Rory Mullarkey’s new comedy Mates in Chelsea mostly takes place outside of the Royal Court’s borough of Kensington and Chelsea, in the north of England, where the eminently useless Theodore ‘Tug’ Bungay, a 30-year-old viscount who’s never had a job in his life, devises a scheme to prevent the sale of his ancestral castle to a mysterious rich Russian. After that, it takes place in the ruins of that dream.

This makes it sound darker and odder than the play proves itself to be: though there’s fun to be had in Sam Pritchard’s campy production and Mullarkey’s loving mischief with Russian dramatists and stereotypes (as a successful translator of Russian work himself), Mates in Chelsea is ungainly and mostly played straight, never quite taking off from that path. It’s unashamedly silly and doesn’t come to more than that, though it seems as if it wants to. What won’t the rich trample to protect themselves? But don’t we know the answer to that from the starting pistol?

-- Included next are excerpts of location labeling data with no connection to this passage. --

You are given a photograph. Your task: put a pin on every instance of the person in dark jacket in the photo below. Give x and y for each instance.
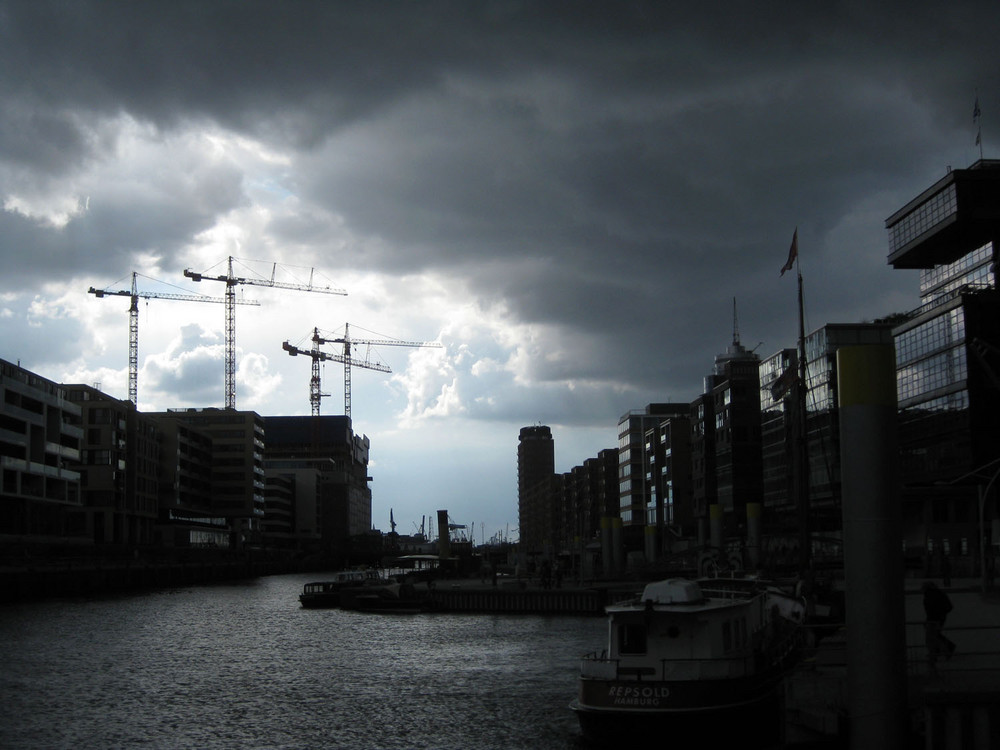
(937, 605)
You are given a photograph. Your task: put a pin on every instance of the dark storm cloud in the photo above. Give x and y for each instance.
(621, 169)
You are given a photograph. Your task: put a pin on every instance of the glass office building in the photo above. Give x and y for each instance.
(947, 366)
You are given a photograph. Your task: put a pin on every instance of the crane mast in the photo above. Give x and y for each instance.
(348, 360)
(133, 322)
(232, 281)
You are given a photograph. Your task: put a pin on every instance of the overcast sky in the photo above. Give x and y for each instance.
(567, 196)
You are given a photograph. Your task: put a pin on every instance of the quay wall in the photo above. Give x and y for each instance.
(525, 600)
(50, 581)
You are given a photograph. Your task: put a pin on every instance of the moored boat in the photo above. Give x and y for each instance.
(706, 656)
(322, 594)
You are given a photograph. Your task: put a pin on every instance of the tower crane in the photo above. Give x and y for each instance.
(133, 322)
(315, 390)
(231, 281)
(348, 359)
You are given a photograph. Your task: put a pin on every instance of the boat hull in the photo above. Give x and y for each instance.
(645, 711)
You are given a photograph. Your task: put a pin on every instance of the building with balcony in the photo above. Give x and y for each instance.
(948, 363)
(329, 466)
(40, 439)
(119, 469)
(535, 465)
(237, 469)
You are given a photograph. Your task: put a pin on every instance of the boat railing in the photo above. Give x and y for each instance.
(602, 667)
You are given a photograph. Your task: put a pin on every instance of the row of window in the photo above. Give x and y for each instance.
(928, 214)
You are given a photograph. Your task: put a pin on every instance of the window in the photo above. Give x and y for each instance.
(632, 639)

The cast are wickedly good, though Philipp Mogilnitskiy doesn’t get much of a look in as the real Russian who must, of course, show up. Fenella Woolgar is terribly crisp as Lady Agrippina Bungay, Tug’s scornful mother, on the brink of running off with her ever-so-French account manager (Karina Fernandez). Natalie Dew has great fun as Finty Crossbell, Tug’s put-upon fiancé of many years, gets in on the Russian oligarch disguise action with a sleazy charm. Amy Booth-Steel has great comedic timing and withering power as Mrs Hanratty, Tug’s one (hired) constant in his life, though the vagueness and familiarity of the characters underserve her most. She’s the only “non-posho” in attendance, and also a Marxist who despises Tug and worships the Soviet Union, with several tricks up her sleeve. But the plot is so desultory that her fate, along with the others, doesn’t matter much to us.

Laurie Kynaston plays Tug like a slouchy, dandy rabbit, with beautifully clear voice and gestures and shades of Rupert Everett, a hopeless case. George Fouracres, as Tug’s colonial-chic, Lawrence of Arabia-styled friend Charlton Thrupp is a revelation, with the sly intonation of a wobbly dame and irrepressibly wide eyes. It’s a star-making comedic performance, with hints of everything else of which he’s capable.

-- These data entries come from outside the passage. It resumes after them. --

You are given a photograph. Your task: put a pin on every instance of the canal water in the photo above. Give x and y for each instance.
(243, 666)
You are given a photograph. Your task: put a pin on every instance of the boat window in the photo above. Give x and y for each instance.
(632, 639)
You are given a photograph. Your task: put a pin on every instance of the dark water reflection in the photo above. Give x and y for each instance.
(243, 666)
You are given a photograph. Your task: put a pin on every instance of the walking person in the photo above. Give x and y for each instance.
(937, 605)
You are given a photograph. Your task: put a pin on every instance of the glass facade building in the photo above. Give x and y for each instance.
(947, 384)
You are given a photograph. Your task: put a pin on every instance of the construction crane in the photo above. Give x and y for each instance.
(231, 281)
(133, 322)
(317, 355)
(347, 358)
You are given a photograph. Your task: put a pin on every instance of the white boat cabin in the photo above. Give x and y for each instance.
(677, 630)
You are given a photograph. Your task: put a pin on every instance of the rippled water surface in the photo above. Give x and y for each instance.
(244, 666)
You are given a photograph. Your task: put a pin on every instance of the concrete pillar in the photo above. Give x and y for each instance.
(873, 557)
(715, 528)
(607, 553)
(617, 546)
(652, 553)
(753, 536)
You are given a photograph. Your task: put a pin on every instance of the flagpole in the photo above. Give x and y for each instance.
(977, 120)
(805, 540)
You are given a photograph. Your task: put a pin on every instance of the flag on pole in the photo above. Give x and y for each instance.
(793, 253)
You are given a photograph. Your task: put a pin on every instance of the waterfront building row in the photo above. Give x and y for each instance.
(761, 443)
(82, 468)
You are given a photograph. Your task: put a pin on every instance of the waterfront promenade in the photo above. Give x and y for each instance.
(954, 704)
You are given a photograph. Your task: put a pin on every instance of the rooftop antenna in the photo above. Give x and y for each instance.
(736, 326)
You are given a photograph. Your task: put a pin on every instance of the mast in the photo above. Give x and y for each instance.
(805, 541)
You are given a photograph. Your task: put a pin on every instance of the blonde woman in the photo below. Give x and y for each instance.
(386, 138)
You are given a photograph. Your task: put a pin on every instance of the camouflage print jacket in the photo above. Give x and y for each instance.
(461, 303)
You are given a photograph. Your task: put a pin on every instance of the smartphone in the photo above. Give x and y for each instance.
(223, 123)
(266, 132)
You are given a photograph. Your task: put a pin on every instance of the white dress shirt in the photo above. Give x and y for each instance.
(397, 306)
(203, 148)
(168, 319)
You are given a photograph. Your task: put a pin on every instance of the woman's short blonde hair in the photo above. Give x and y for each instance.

Milla Clarke’s big, playful design reminds me of Chloe Lamford’s for Is God Is, written by Aleshea Harris and previously staged here at the Royal Court. She turns the space around and then inside out, hanging a wacky sign to welcome us to the castle set of Dimley Grange: what happens in the places she takes us isn’t necessarily equal to them.

Now if only Mates in Chelsea were slightly more outrageous: it’s as if it needs a sprinkling of good communist flavour enhancer. It’s not as nimble or fruity as a Wilde or Wodehouse, and the jokes don’t come as thick or as funny, nor does it move at the clap it should, particularly in the second half. There’s the sense of waiting for the other shoe to drop. The points at which it goes weirder and wider, threatening to tip into something else entirely, are welcome, but it only ever threatens, remaining otherwise pretty flappy. Tug’s eventual punishment for his unending self-interest and dissolution doesn’t feel firm enough to pay out with a sense of satisfaction, barely set up to begin with and his relationships are not really compelling.

It’s a decidedly mild time, though it passes pleasantly enough in the assured company of this cast. There are cracks against the class system, entrenched British inequality and abuses of power by the rich and aristocratic, but Mates in Chelsea is too disparate in focus to be a straight parody, nor does it have real bite as a comedy of manners. It does demonstrate well how disposed we are to laugh at large Russian accents.